Create in Cuba: Industrial Design Exposition
HAVANA TIMES, Dec. 4.- An industrial design exposition with the works of 15 Cuban designers uses the most unusual materials to create lamps, tables, chairs, and other artifacts of interior decoration. The “Create in Cuba” show is now open to the public at the Villena Art Gallery in the Plaza de Armas of Old Havana through the end of December.
The show includes the finalist entries of a contest sponsored by the internationally recognized design magazine Design Boom(www.designboom.com) and three Cuban cultural institutions dedicated to promoting design and the plastic arts: the Caguayo Foundation, The Visual Arts Development Center and DEKUBA Design.

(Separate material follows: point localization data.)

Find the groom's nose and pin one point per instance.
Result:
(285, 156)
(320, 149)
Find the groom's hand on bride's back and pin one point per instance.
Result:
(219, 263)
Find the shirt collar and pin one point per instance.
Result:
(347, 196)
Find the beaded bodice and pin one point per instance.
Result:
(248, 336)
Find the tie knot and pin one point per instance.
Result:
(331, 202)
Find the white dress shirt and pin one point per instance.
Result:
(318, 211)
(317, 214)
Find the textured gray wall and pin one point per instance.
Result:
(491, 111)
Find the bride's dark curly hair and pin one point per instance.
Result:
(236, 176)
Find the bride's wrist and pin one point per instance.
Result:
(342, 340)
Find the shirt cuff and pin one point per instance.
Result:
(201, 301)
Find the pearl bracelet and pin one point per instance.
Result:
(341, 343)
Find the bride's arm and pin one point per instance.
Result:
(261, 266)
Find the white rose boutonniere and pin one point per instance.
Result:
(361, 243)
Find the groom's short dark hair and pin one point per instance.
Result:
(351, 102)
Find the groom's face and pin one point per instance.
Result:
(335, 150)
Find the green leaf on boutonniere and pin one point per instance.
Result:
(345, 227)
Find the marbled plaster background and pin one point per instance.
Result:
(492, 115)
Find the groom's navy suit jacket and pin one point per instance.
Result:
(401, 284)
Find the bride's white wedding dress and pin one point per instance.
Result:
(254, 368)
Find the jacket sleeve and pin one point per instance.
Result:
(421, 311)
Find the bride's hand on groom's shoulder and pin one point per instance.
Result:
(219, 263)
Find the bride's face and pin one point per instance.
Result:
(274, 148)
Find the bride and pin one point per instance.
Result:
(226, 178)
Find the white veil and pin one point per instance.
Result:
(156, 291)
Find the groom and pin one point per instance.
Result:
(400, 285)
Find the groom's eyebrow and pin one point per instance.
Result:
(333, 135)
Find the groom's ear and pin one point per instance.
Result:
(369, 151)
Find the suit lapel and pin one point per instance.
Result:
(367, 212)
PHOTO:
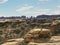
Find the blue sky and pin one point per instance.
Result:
(29, 7)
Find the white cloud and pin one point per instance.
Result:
(24, 8)
(31, 10)
(3, 1)
(43, 0)
(56, 12)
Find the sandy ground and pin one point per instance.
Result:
(55, 40)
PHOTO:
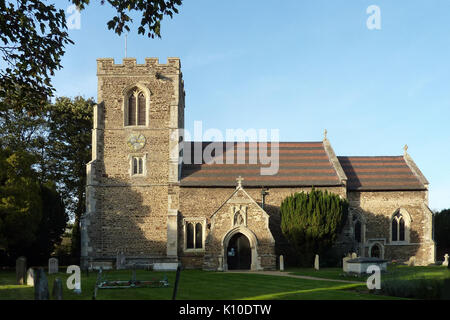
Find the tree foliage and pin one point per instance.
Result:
(33, 36)
(52, 225)
(311, 222)
(20, 201)
(68, 152)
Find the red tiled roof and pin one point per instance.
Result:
(379, 173)
(300, 164)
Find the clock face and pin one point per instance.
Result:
(136, 141)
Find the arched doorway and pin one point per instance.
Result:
(376, 251)
(239, 255)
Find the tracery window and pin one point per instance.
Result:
(194, 235)
(398, 227)
(136, 109)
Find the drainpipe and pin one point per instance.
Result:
(264, 193)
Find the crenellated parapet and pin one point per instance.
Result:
(107, 66)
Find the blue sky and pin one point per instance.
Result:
(301, 67)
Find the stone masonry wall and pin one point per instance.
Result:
(378, 208)
(203, 202)
(126, 212)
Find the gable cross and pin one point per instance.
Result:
(239, 181)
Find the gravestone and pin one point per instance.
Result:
(360, 265)
(411, 262)
(445, 263)
(345, 264)
(120, 260)
(30, 277)
(316, 262)
(21, 270)
(220, 268)
(40, 285)
(52, 266)
(57, 289)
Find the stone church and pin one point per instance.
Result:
(149, 200)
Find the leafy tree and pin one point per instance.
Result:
(442, 229)
(20, 201)
(68, 152)
(33, 36)
(311, 222)
(51, 227)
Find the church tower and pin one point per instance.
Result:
(132, 191)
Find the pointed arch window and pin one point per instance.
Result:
(136, 109)
(194, 234)
(141, 109)
(190, 236)
(398, 227)
(132, 110)
(358, 231)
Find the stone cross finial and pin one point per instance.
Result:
(239, 181)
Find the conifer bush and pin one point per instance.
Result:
(311, 222)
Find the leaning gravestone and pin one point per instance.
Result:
(57, 289)
(411, 262)
(316, 262)
(445, 263)
(345, 264)
(281, 263)
(21, 270)
(40, 285)
(30, 277)
(52, 266)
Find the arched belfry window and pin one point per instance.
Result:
(358, 231)
(132, 110)
(141, 109)
(136, 108)
(358, 227)
(398, 227)
(194, 234)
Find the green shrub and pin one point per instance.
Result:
(311, 222)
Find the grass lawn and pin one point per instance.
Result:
(398, 272)
(199, 285)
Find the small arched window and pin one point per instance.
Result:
(194, 234)
(198, 236)
(141, 109)
(190, 236)
(398, 227)
(358, 230)
(132, 110)
(136, 109)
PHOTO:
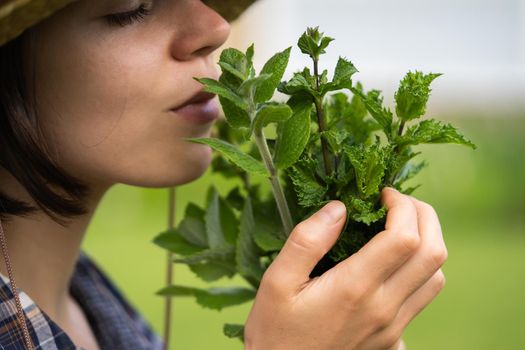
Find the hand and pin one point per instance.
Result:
(364, 302)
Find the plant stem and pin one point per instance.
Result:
(321, 122)
(278, 192)
(401, 127)
(324, 145)
(169, 270)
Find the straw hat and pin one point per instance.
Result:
(18, 15)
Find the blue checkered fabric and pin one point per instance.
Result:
(115, 322)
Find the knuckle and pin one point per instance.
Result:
(304, 241)
(356, 295)
(408, 242)
(437, 256)
(439, 281)
(271, 284)
(381, 318)
(390, 338)
(427, 207)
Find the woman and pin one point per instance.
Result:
(101, 93)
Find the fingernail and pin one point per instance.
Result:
(333, 212)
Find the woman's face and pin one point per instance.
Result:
(105, 92)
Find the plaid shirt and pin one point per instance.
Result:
(115, 323)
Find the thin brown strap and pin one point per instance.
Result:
(19, 312)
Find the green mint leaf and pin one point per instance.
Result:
(342, 77)
(302, 82)
(344, 70)
(235, 199)
(213, 221)
(309, 192)
(267, 240)
(233, 330)
(220, 253)
(249, 86)
(409, 171)
(293, 135)
(412, 95)
(213, 271)
(239, 62)
(213, 298)
(216, 87)
(270, 113)
(374, 104)
(336, 139)
(226, 67)
(247, 253)
(433, 131)
(192, 227)
(363, 211)
(236, 117)
(250, 51)
(313, 43)
(369, 164)
(174, 242)
(275, 66)
(234, 155)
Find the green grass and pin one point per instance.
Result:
(479, 196)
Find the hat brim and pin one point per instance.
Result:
(18, 15)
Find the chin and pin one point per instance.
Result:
(189, 165)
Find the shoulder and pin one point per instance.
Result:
(93, 288)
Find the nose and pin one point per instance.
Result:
(202, 31)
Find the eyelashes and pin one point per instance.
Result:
(127, 18)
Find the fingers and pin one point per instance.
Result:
(429, 257)
(389, 249)
(410, 309)
(307, 244)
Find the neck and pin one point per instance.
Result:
(43, 253)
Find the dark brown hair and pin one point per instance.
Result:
(23, 150)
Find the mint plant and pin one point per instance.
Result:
(328, 145)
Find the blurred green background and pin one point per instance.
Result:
(479, 196)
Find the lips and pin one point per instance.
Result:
(201, 108)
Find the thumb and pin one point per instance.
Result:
(308, 242)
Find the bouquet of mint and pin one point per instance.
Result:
(326, 146)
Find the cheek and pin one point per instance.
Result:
(102, 116)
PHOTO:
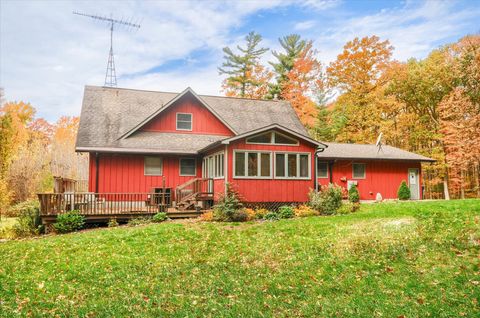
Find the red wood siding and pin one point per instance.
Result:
(203, 121)
(125, 173)
(271, 190)
(382, 177)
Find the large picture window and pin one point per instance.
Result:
(184, 121)
(272, 138)
(358, 171)
(292, 165)
(322, 169)
(252, 164)
(188, 167)
(153, 166)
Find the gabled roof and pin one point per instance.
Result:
(108, 114)
(369, 152)
(187, 91)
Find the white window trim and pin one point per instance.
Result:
(191, 121)
(258, 176)
(145, 166)
(298, 165)
(364, 171)
(318, 175)
(272, 139)
(180, 167)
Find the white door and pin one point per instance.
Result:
(414, 183)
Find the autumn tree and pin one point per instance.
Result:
(246, 76)
(292, 46)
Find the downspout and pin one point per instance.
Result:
(97, 160)
(225, 169)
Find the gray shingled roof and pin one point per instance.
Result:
(109, 113)
(356, 151)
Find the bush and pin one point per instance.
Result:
(328, 200)
(271, 216)
(304, 210)
(227, 206)
(207, 216)
(260, 213)
(348, 208)
(285, 212)
(159, 217)
(403, 191)
(353, 195)
(239, 216)
(139, 221)
(112, 223)
(69, 222)
(28, 221)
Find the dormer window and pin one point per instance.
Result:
(184, 121)
(272, 138)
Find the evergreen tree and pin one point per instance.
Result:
(240, 67)
(293, 46)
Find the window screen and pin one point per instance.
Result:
(153, 166)
(187, 167)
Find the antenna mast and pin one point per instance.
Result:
(110, 74)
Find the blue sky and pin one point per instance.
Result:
(48, 55)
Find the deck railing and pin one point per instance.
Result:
(200, 187)
(102, 203)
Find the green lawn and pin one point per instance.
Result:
(387, 260)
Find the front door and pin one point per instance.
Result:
(414, 183)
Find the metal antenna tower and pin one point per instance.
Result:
(110, 75)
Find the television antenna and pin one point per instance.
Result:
(110, 75)
(379, 142)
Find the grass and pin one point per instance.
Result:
(387, 260)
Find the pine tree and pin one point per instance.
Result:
(241, 67)
(293, 46)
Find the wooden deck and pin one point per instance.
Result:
(101, 207)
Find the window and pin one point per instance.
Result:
(359, 171)
(252, 164)
(153, 166)
(322, 169)
(272, 138)
(292, 165)
(184, 121)
(187, 167)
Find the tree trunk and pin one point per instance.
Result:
(445, 188)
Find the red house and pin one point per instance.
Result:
(190, 146)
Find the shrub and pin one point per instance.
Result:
(159, 217)
(139, 221)
(285, 212)
(328, 200)
(69, 222)
(304, 210)
(227, 206)
(112, 223)
(207, 216)
(271, 216)
(353, 195)
(260, 213)
(239, 216)
(348, 208)
(251, 214)
(403, 191)
(28, 221)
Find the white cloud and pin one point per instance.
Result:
(305, 25)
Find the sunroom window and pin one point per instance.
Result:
(292, 165)
(252, 164)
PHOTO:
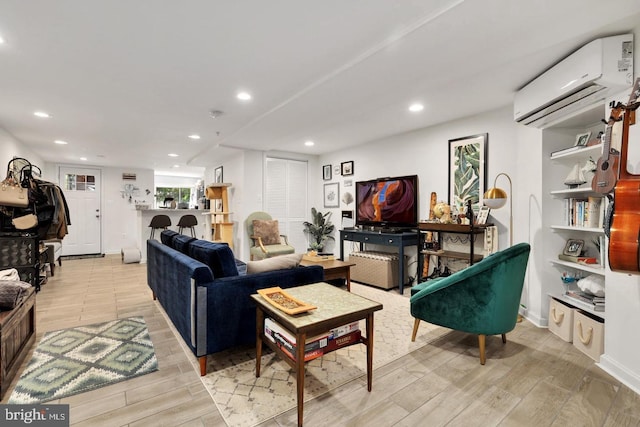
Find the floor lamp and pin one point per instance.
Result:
(495, 198)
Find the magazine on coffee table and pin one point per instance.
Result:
(285, 302)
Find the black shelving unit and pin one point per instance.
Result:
(20, 251)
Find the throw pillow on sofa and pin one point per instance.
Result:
(267, 230)
(218, 256)
(281, 262)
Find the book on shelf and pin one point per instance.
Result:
(596, 303)
(578, 259)
(315, 346)
(566, 150)
(583, 212)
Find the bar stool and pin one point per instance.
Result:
(159, 221)
(188, 221)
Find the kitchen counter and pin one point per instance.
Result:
(144, 219)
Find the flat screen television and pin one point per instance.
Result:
(387, 203)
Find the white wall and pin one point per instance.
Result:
(517, 151)
(245, 171)
(622, 340)
(425, 152)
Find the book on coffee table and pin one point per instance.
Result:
(284, 302)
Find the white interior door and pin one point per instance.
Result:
(81, 187)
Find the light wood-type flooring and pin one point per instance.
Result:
(536, 379)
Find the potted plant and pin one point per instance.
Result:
(319, 230)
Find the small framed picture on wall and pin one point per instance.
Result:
(326, 172)
(346, 168)
(332, 195)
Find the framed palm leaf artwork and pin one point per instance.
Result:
(467, 170)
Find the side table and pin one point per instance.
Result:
(17, 334)
(334, 269)
(336, 307)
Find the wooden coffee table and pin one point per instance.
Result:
(336, 307)
(334, 269)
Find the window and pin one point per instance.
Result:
(168, 194)
(73, 182)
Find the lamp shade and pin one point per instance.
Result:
(495, 198)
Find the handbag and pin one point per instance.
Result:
(25, 222)
(12, 194)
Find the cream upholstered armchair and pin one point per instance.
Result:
(265, 234)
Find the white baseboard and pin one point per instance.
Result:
(620, 372)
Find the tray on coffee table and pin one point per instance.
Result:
(285, 302)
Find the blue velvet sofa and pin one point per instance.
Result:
(205, 291)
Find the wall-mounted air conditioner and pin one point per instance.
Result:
(589, 75)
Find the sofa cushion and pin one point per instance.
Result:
(218, 256)
(267, 230)
(181, 243)
(242, 267)
(166, 237)
(276, 263)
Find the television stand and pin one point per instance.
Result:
(396, 239)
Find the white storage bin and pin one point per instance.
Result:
(561, 319)
(588, 334)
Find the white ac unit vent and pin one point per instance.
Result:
(594, 72)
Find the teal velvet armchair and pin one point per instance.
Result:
(482, 299)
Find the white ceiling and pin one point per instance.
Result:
(127, 81)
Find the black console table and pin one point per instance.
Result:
(399, 240)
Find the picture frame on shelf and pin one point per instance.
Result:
(573, 247)
(582, 139)
(346, 168)
(331, 195)
(467, 170)
(217, 175)
(483, 215)
(326, 172)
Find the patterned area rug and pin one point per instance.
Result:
(72, 361)
(244, 400)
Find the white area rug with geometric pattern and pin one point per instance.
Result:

Using all types of materials and recyclables to create new useable objects is nothing foreign to the Cuban population, which lived a severe economic crisis in the nineties. And while this show seeks an esthetic superior to those that motivated the Cuban inventiveness of the 90s, there is still present a lot of the survival and ingenuity developed by the island’s residents to deal with shortages.
Glass bottles, pieces of wire, water pipes, buckets, bicycle parts, umbrella skeletons and plastic bottle tops are some of the materials used by the creators of the 15 pieces on display.
A total of 40 works were presented to the jury and 15 were selected as the finalists. The competition was not conceived to make awards, but instead only to select the finalists for the showing.
The evaluation of the works was in the hands of a multi-national jury made up by famous designers on the world scene: Stephen Bayley (Great Britain), Italian Birgit Lohmann, editor of DesignBoom and Cubans Gonzalo Cordoba, National Design Award 2003, and Pedro Contreras, Luis Ramirez Jimenez and Miguel Garces Noguera.